As of 31 March, 2018 new legislation was enacted in Queensland giving Magistrates the power to Order the wearing of tracking devices as a condition of being granted release on bail.
Initially the imposition of the tracking device was targeted to persons charged with a relevant domestic violence offence as part of the Governmental changes in response to the Domestic Violence issues across the state. The amendments however, apply to all persons seeking bail.
What are the amendments?
The amendments include the insertion of a provision that enables a court to impose a condition that the Defendant wear a tracking device whilst released on bail, including giving the power to the court to impose any other conditions necessary to facilitate the operation of the tracking device.
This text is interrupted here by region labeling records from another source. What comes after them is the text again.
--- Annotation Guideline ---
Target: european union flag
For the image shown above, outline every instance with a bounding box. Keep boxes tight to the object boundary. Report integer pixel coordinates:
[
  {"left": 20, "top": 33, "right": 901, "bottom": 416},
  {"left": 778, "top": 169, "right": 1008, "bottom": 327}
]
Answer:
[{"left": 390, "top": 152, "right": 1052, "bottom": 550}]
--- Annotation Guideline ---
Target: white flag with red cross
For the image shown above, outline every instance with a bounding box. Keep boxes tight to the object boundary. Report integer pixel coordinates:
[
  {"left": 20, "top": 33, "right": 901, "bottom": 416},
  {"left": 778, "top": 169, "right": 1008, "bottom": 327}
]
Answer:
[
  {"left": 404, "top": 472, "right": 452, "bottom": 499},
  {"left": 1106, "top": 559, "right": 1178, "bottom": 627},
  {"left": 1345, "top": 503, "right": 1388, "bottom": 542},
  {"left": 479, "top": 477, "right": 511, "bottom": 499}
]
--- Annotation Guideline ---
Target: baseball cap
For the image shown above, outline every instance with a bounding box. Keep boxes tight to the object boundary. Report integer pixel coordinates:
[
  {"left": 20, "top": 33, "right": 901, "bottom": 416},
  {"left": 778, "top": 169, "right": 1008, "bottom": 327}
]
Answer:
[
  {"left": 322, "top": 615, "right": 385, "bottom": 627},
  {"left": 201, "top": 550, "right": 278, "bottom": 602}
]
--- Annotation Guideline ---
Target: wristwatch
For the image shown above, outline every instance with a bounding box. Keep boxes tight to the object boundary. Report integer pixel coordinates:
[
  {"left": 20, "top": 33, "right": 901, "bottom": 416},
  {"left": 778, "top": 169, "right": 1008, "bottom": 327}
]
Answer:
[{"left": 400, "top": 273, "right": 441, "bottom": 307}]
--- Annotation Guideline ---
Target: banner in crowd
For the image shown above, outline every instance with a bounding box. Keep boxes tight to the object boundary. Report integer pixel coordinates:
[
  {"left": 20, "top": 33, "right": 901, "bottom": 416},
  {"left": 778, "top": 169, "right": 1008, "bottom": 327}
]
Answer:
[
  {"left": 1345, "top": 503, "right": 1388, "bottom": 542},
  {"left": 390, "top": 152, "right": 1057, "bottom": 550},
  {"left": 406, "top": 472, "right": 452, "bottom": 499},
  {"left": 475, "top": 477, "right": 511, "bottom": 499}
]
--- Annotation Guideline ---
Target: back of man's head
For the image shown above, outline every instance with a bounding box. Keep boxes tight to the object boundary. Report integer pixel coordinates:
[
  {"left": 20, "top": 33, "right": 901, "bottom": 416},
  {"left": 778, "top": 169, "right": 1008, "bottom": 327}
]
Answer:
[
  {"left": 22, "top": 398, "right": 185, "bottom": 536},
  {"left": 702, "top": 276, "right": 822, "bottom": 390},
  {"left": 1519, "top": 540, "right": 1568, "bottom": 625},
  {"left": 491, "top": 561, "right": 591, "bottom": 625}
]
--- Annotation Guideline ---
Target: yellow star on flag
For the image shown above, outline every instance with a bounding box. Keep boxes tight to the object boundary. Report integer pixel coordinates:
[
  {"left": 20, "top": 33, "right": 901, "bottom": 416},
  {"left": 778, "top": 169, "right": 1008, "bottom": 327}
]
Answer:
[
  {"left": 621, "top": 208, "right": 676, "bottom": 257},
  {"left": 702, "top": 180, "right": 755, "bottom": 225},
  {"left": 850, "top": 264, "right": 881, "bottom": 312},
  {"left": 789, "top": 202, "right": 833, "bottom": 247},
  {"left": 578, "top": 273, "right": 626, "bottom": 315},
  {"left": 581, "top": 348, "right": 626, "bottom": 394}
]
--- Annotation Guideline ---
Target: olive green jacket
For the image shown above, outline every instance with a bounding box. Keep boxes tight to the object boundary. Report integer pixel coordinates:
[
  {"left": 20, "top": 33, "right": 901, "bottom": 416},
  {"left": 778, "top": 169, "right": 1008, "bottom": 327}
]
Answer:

Under the Act a tracking device is defined as:-
“an electronic device capable of being worn, and not removed, by a person for the purpose of the Queensland police service, or the chief executive of the department in which the Corrective Services Act 2006 is administered, finding or monitoring the geographical location of the person”
A condition of being granted bail in Queensland is that the court must be satisfied that the Defendant seeking bail is not an unacceptable risk of reoffending or failing to appear.
The changes to the act includes a provision that in effect states that an Order to wear an electronic device does not remove the requirements to satisfy the unacceptable risk provisions (i.e. if the Defendant is an unacceptable risk of failing to appear an Order for an electronic device does not satisfy the court that there is no longer a risk of that nature). How this will operate in practice remains to be seen.
We are aware that the local Magistrates Court has made at least one of these Orders since the changes to the legislation came into effect.